I never felt that you could have many, many, many hospitals be able to do the kinds of things we did at NIH and that Nebraska, Emory and Bellevue did. I never felt comfortable with that.
I also found it really good when Ron Klain came in as Ebola response coordinator. He had a extraordinarily positive capability of coordinating a group of very powerful, independent-minded agencies. Without telling anybody what to do, he created a great forum for communication, cooperation, collaboration and synergy. So I think having someone like that is a really good idea.

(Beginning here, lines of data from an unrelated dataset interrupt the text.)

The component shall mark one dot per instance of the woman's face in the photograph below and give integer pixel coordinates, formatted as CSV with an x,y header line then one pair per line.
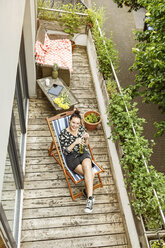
x,y
74,123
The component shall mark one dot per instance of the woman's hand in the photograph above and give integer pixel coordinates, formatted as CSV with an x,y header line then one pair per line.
x,y
78,141
86,136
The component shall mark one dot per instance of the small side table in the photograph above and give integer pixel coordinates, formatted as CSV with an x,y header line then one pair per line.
x,y
42,84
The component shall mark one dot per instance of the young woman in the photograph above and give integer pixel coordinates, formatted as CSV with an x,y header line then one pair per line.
x,y
71,139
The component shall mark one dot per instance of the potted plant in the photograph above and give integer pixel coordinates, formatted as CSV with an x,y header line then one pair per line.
x,y
157,243
91,119
55,71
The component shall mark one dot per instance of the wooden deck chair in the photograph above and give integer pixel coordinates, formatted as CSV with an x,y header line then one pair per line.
x,y
58,123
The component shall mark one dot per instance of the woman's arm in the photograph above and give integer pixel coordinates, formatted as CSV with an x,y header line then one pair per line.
x,y
76,142
86,138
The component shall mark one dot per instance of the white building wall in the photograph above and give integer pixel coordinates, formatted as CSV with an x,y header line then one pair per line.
x,y
11,20
29,30
15,16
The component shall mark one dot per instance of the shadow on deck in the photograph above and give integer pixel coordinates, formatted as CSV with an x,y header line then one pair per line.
x,y
50,217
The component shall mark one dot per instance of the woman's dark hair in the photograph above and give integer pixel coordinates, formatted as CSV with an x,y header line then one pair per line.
x,y
76,114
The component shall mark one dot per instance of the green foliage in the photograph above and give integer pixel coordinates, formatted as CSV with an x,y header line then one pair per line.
x,y
149,60
104,46
158,244
92,118
111,87
136,150
150,54
71,21
55,67
161,128
133,4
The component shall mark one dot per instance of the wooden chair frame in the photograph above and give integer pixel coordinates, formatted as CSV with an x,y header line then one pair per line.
x,y
55,152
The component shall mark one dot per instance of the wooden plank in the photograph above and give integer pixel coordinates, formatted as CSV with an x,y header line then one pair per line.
x,y
65,201
94,241
71,220
41,193
40,176
72,231
53,166
77,209
50,217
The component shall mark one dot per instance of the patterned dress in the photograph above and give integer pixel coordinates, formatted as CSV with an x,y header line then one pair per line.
x,y
66,139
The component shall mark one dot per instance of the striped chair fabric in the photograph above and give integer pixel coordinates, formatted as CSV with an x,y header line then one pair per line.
x,y
58,126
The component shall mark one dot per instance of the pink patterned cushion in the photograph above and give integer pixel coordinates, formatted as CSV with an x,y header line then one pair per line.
x,y
54,51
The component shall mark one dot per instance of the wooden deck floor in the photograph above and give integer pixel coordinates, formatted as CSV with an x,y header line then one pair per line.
x,y
50,218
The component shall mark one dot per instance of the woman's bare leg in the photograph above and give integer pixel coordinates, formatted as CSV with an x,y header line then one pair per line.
x,y
86,170
88,176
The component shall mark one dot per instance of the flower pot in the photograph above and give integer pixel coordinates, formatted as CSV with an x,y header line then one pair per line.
x,y
54,74
156,244
89,125
73,44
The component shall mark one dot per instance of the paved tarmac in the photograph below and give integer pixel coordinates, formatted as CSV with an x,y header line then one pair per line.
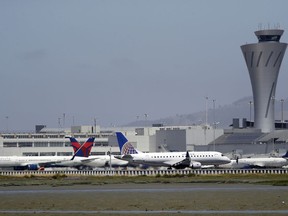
x,y
145,199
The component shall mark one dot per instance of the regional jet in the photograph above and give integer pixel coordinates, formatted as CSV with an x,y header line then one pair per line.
x,y
42,162
177,160
82,156
258,162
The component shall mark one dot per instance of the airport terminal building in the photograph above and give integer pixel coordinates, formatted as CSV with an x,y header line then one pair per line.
x,y
264,135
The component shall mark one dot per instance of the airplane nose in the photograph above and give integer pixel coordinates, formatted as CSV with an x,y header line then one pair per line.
x,y
227,160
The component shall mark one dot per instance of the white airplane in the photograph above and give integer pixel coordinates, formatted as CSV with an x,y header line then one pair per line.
x,y
40,162
177,160
82,155
260,162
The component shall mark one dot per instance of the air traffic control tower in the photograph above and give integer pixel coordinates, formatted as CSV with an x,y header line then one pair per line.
x,y
263,60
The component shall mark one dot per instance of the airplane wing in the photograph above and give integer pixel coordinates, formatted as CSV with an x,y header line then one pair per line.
x,y
181,164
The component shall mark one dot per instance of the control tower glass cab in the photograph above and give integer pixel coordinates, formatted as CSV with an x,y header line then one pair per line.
x,y
263,60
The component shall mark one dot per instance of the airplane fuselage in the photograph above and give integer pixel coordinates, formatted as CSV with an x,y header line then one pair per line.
x,y
169,158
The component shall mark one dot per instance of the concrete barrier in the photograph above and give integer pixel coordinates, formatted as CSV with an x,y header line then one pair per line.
x,y
145,172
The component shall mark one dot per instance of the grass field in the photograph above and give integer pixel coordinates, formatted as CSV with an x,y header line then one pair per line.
x,y
88,194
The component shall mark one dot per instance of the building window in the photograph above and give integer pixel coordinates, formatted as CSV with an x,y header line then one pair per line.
x,y
25,144
47,153
64,154
40,144
9,145
30,154
56,144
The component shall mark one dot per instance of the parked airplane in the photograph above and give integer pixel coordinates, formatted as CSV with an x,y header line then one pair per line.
x,y
177,160
40,162
83,153
258,162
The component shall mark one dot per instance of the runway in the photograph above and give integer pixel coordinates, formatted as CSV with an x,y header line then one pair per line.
x,y
145,199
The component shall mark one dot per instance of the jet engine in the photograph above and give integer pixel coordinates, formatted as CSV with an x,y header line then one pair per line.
x,y
33,167
195,165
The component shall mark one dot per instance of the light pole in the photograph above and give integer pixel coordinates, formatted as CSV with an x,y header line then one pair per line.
x,y
7,125
206,120
282,116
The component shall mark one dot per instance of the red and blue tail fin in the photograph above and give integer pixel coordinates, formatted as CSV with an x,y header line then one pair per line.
x,y
124,145
82,150
286,155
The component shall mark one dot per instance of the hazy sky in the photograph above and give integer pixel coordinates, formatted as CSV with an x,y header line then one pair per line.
x,y
116,60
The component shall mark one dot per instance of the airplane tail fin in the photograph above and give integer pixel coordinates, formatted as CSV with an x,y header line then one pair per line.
x,y
286,155
83,150
124,145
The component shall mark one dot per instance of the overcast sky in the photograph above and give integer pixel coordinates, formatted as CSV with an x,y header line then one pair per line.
x,y
116,60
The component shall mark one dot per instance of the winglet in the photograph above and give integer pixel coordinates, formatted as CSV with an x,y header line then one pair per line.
x,y
82,150
188,156
286,155
125,146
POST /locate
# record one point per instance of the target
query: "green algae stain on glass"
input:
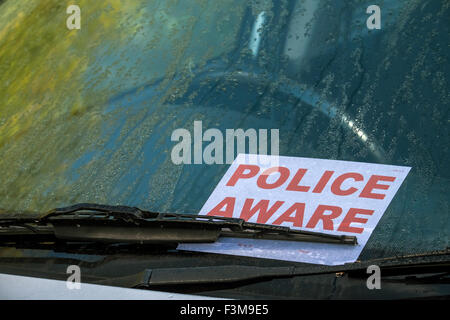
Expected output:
(55, 84)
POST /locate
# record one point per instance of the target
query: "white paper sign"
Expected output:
(329, 196)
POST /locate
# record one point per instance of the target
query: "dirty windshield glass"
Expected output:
(91, 104)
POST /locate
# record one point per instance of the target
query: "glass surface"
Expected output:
(87, 115)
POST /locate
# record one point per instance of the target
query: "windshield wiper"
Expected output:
(121, 224)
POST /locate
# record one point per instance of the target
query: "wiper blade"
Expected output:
(122, 224)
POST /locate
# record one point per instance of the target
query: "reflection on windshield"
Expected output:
(87, 115)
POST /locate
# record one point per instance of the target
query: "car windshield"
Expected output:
(88, 113)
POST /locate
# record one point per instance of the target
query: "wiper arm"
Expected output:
(122, 224)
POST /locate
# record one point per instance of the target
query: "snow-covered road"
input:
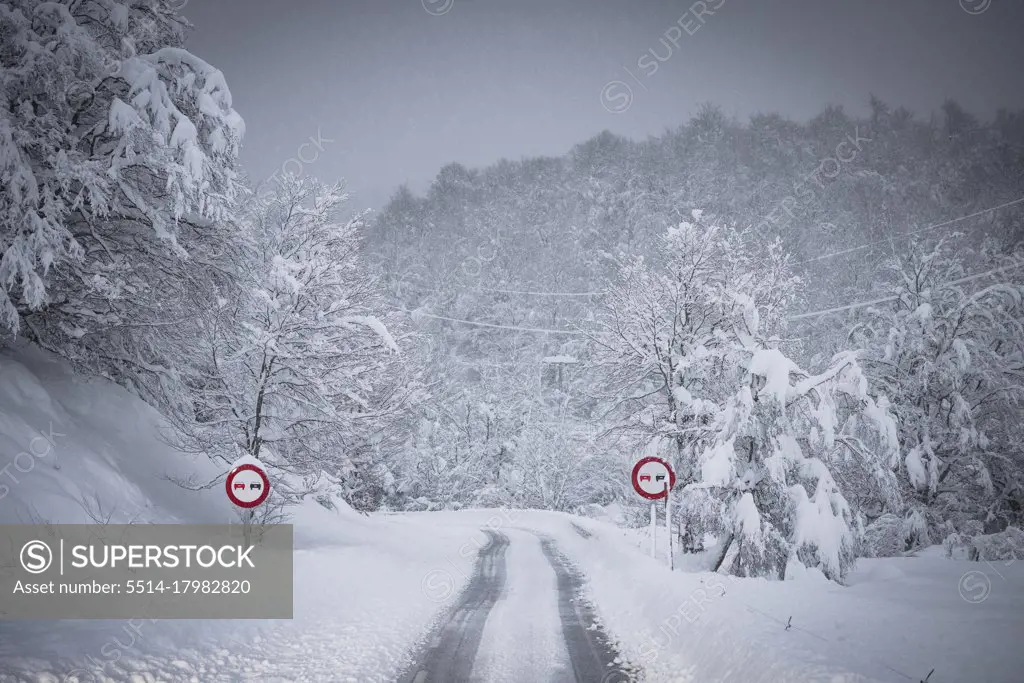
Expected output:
(519, 619)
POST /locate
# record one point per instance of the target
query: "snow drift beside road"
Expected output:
(366, 588)
(897, 621)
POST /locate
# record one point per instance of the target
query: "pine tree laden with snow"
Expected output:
(689, 347)
(117, 158)
(949, 354)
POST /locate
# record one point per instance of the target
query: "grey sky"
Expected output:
(401, 92)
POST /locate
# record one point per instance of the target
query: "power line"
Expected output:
(862, 304)
(800, 316)
(587, 294)
(424, 288)
(905, 235)
(493, 325)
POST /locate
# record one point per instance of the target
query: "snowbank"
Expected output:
(366, 589)
(897, 621)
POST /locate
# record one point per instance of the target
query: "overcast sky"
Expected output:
(402, 87)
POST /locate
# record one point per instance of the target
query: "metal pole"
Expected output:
(653, 528)
(668, 523)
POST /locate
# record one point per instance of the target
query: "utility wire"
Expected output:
(905, 235)
(862, 304)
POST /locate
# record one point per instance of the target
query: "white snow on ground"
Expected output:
(368, 589)
(523, 633)
(898, 620)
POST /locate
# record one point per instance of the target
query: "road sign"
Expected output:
(247, 485)
(650, 476)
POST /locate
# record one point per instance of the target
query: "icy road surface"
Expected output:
(519, 619)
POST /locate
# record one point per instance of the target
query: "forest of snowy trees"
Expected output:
(821, 324)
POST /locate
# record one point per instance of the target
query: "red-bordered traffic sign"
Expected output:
(649, 475)
(247, 485)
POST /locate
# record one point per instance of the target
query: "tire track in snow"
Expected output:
(594, 657)
(452, 651)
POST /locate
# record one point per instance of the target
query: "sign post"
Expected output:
(247, 485)
(652, 478)
(653, 529)
(668, 525)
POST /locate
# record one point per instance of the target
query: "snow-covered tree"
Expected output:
(665, 332)
(117, 181)
(301, 372)
(769, 472)
(948, 350)
(689, 348)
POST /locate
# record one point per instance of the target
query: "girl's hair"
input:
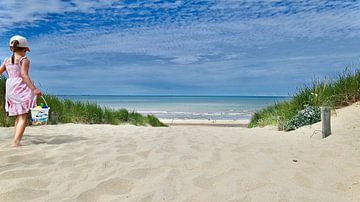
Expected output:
(15, 43)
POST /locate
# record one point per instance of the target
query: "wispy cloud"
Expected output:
(185, 46)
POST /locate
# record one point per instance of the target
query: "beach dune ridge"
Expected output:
(79, 162)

Nicole Lurie, assistant secretary for preparedness and response Health and Human Services
We learned a whole lot and are in a far, far better place now than we were a year ago. We learned that it’s complicated to take care of Ebola patients. It requires a hospital and staff with really great training in infection control practices and the ability to deliver really sophisticated care while maintaining isolation and infection control practices to the highest degree.
That’s why every state now has at least one hospital that can assess potential Ebola patients. We have 55 Ebola treatment centers across the country. And we have a regional system of nine regional centers that could treat Ebola, with more specialized capacities to treat other highly infectious diseases as well.
In some sense, we were really quite surprised to learn last year that many health professionals were never really taught how to put on and take off personal protective equipment in the safest way possible. Taking care of very sick Ebola patients requires very specialized care and specialized training. From that perspective, when you have designated centers for Ebola treatment, the more experience people have, the better and safer care they can provide. That was certainly a lesson learned, and it’s a really important one.
The other lesson, and the reason we created the designated centers, was that in the beginning, many hospitals didn’t want to take care of patients with Ebola. They were terrified, their staffs were terrified and the public and the community were terrified. They were very, very worried, frankly, that they would lose business. So many hospitals sought to avoid it.
So it was probably unrealistic [to expect every hospital to be able to care for Ebola patients]. There are certainly hospitals that can’t do it and other hospitals that don’t want to do it. The demands of taking care of an Ebola patient are so intensive that a number of hospitals could not carry on normal business functions. The lesson learned is that we need designated Ebola centers to do it.
But that requires funding. We now have funding in place to support the regional network of centers financially for the next five years. But our country has a big national attention deficit. When things recede in the rear-view mirror, we like to forget about them, forget that they need funding and forget the need to practice and exercise and train. We’re going to have to find ways to sustain the network far into the future. Because it’s not a matter of if—but when—the next really scary infectious disease comes.